Quer saber da vida de Lúcia de Fátima? Uma mulher de periferia, com seus problemas estéreis de soluções. A vida para ela é cronometrada na angústia, pautada na miséria. Mesmo sem querer fique sabendo que, para Lúcia, o dia seria ideal se tivesse 30 horas. Daria mais tempo para ela cuidar da casa, dos filhos, do emprego na fábrica e ainda curtir umas e outras com sua turma.

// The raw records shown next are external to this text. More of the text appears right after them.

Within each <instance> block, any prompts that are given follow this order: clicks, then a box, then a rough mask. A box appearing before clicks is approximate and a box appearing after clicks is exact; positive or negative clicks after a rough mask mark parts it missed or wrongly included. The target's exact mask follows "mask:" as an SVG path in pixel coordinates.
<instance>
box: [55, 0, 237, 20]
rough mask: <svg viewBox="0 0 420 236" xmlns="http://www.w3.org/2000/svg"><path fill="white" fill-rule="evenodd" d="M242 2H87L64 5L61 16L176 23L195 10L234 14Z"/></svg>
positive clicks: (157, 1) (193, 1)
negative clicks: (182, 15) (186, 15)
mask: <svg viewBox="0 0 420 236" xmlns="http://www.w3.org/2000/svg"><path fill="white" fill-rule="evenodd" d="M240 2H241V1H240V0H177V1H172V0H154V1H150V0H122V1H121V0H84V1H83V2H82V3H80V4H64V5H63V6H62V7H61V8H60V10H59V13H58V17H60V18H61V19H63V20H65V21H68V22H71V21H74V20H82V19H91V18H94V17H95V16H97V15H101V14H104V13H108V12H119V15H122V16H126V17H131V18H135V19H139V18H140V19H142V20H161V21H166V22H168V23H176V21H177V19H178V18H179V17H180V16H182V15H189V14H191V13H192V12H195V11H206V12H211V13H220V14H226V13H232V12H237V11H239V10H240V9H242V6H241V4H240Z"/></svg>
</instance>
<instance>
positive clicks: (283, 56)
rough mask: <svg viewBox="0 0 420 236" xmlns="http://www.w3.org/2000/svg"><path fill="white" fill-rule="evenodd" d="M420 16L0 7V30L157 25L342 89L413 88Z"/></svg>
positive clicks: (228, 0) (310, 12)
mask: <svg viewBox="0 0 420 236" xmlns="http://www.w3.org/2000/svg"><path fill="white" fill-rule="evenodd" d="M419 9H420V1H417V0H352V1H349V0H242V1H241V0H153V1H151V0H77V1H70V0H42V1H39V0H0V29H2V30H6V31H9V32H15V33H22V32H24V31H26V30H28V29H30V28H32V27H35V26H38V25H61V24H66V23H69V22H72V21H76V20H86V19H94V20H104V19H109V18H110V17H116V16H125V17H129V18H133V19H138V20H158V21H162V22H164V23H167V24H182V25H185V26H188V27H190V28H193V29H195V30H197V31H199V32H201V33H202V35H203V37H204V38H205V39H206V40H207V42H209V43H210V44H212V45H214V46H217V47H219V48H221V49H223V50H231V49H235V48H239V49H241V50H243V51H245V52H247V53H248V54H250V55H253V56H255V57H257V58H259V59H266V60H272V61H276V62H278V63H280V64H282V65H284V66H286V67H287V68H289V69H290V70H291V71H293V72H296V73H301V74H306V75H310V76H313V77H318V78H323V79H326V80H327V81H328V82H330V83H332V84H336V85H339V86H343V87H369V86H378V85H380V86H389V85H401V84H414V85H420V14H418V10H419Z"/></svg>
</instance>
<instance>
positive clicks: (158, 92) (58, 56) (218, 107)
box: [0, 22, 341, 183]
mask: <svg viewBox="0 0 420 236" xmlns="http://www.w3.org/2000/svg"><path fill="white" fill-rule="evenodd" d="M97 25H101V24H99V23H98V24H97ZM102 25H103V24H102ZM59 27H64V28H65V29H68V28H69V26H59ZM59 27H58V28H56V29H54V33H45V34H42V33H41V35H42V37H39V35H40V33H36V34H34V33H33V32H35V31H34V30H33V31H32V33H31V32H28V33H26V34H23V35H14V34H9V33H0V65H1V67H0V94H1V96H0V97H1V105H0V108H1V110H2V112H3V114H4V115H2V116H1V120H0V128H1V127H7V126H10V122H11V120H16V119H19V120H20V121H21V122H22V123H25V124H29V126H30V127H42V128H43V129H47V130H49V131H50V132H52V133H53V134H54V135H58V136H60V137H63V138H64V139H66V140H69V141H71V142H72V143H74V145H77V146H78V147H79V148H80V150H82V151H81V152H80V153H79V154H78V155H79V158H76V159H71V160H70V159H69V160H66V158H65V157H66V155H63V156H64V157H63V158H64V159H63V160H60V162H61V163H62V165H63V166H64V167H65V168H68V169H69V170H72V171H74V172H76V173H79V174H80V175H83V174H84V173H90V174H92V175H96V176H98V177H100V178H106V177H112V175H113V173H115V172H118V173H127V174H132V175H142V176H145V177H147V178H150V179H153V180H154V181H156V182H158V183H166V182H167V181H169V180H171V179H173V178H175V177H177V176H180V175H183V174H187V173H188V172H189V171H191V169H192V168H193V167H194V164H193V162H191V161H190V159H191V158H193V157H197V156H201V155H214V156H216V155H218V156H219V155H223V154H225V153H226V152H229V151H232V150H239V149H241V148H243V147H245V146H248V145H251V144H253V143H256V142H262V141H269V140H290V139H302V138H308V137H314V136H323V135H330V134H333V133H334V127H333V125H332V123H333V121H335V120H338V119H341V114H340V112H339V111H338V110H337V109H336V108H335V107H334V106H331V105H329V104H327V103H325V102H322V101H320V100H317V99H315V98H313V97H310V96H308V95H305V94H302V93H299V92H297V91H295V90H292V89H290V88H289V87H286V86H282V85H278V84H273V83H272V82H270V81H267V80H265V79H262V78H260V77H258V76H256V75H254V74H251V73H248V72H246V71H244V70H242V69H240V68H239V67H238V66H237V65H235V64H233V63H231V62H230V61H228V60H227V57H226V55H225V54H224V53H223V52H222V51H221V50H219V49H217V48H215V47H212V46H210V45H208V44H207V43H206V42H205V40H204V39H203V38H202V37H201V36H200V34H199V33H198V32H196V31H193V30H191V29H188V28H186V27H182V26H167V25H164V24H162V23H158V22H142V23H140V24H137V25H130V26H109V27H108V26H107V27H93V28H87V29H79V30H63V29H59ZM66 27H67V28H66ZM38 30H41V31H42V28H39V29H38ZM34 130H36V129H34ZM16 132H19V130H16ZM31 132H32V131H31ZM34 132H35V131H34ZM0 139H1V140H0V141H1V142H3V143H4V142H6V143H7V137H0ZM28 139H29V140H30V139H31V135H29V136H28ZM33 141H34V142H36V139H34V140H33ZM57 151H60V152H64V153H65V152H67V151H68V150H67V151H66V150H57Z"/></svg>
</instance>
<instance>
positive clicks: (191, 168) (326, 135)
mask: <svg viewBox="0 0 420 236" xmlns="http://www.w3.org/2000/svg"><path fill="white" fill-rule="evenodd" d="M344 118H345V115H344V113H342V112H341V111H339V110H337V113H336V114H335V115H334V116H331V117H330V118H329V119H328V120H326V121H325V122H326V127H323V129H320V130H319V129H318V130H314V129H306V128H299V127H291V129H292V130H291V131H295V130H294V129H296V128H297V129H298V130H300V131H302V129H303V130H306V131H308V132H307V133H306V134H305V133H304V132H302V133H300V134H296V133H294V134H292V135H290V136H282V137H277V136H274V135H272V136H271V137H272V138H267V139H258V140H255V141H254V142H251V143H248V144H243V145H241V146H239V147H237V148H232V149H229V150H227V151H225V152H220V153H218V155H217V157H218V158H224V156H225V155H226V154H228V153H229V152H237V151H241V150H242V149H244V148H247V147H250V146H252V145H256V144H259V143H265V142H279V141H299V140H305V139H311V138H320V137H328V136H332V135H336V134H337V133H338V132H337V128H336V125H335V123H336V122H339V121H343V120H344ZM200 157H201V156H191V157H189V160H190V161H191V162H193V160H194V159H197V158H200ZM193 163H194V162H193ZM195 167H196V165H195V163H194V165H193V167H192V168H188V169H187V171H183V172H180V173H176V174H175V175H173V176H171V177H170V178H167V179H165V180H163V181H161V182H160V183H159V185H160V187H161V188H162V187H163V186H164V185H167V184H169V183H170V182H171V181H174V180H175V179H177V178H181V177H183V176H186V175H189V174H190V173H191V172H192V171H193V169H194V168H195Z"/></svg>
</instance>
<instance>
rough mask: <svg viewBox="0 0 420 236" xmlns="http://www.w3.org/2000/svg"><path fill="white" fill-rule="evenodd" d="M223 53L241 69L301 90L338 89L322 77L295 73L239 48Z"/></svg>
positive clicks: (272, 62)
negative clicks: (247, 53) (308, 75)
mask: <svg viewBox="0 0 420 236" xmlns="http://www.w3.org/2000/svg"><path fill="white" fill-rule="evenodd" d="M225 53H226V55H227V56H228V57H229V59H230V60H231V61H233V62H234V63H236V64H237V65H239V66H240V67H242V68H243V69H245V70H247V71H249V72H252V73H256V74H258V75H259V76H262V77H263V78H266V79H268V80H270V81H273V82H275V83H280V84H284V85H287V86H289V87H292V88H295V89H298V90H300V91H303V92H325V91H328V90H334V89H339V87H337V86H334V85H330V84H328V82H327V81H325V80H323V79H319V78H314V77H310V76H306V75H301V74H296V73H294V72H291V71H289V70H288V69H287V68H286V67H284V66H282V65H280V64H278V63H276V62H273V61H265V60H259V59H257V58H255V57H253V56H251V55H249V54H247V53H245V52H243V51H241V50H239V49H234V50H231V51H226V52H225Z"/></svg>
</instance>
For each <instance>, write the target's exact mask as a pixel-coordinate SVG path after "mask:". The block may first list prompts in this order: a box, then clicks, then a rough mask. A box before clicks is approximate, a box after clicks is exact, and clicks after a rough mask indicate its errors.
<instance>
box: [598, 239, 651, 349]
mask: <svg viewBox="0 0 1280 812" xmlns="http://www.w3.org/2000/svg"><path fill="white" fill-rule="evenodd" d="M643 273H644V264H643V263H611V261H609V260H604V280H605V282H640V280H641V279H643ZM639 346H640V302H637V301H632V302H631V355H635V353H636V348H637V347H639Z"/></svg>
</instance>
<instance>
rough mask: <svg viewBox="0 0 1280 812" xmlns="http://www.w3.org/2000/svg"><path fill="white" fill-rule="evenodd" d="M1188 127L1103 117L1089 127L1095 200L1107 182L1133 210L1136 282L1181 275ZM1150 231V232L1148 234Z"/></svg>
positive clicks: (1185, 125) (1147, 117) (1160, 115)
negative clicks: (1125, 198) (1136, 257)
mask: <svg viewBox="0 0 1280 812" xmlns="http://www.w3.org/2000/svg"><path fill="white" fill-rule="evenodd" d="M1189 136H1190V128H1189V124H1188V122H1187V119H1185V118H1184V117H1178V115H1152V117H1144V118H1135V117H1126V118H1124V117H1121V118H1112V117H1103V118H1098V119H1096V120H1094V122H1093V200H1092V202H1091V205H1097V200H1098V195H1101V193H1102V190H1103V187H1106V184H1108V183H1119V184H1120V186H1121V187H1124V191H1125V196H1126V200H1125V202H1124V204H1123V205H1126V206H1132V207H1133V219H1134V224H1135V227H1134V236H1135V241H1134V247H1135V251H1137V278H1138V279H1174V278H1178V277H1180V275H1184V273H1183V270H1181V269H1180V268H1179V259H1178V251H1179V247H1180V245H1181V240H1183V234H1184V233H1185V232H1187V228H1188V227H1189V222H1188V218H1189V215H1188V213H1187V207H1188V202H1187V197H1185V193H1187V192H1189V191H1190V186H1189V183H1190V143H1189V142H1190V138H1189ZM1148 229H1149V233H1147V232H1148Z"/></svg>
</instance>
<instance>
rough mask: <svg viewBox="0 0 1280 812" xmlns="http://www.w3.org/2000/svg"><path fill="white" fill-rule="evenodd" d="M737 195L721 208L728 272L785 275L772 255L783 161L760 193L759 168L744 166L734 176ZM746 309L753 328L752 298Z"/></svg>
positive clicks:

Quem quiser pode ver seu cotidiano metódico, envolto pelas sombras vagas da periferia, muitas vezes carregado de medo das possíveis armadilhas da vida regrada e precavida da comunidade. É cansativo acordar ainda de madrugada e preparar, em minutos, o resto do dia. Mas Lúcia consegue. Ela precisa sair e deixar a comida dos três filhos semi-pronta pra filha mais velha completar o cozimento ao voltar do colégio.

Os filhos, se alguém quer saber, são a maior preocupação de Lúcia. Administrando a casa à distância, Lúcia percebe os meninos crescerem sem uma figura paterna. Nem a luz do sol ainda acende o dia quando chega o ônibus da fábrica onde ela trabalha. Com mais de 40 colegas, a mulher anônima segue rumo a uma fábrica de calçados. A funcionária enfardada entra em cena, a mãe recolhe os receios da vida. Começa mais um dia de chão de fábrica.

O acabamento de de mais de 500 pares de sapatos por dia foi feito pela funcionária modelo: a ágil, organizada e concentrada Lúcia. Que importância tem se o filho dela caçula, àquela hora da manhã, já está chorando por causa dos beliscões da assistente da creche? À Lúcia, só interessa cumprir sua meta produtiva daquele dia. Se ela se distrai seu supervisor corta o prêmio de produtividade no final do mês.

Talvez algum outro profissional queira saber que Lúcia passa 12 horas fora de casa. A maior parte desse tempo, ela passa sentada, costurando calçados. E os seus pequenos descalços de sonhos. Ela sabe o que é um sonho, pois já viveu na rua e desejou estar na vida em que se encontra, ganhando dinheiro e pagando as contas. Quem desejaria pagar contas? Lúcia de Fátima quis e conseguiu.

O filho do meio de Lúcia é ruim. A mãe o condenou. Mas quem tem algo a ver com isso? A mãe cura as rebeldias do filho com as mesmas surras que a vida lhe deu. Descobrir um outro lado do seu filho é pensamento demasiadamente complexo para Lúcia. A guia espiritual fala com ela uma vez por semana, no terreiro de mãe Rita. Mesmo sabendo que pouco se pode fazer com o destino, ela pede, diuturnamente, proteção à prole.

E lá vai Lúcia. Todos os dias, a mesma mulher, mãe, operária, filha... Quando ela se sente estressada, sabe o que faz? Quem quer saber? Mas Lúcia é categórica. Ela compra uma garrafa de cachaça, liga o som e convida os vizinhos pra festa! Essa é a autêntica Lúcia de Fátima e é só assim que dá pra ela viver. Mas a quem interessa saber?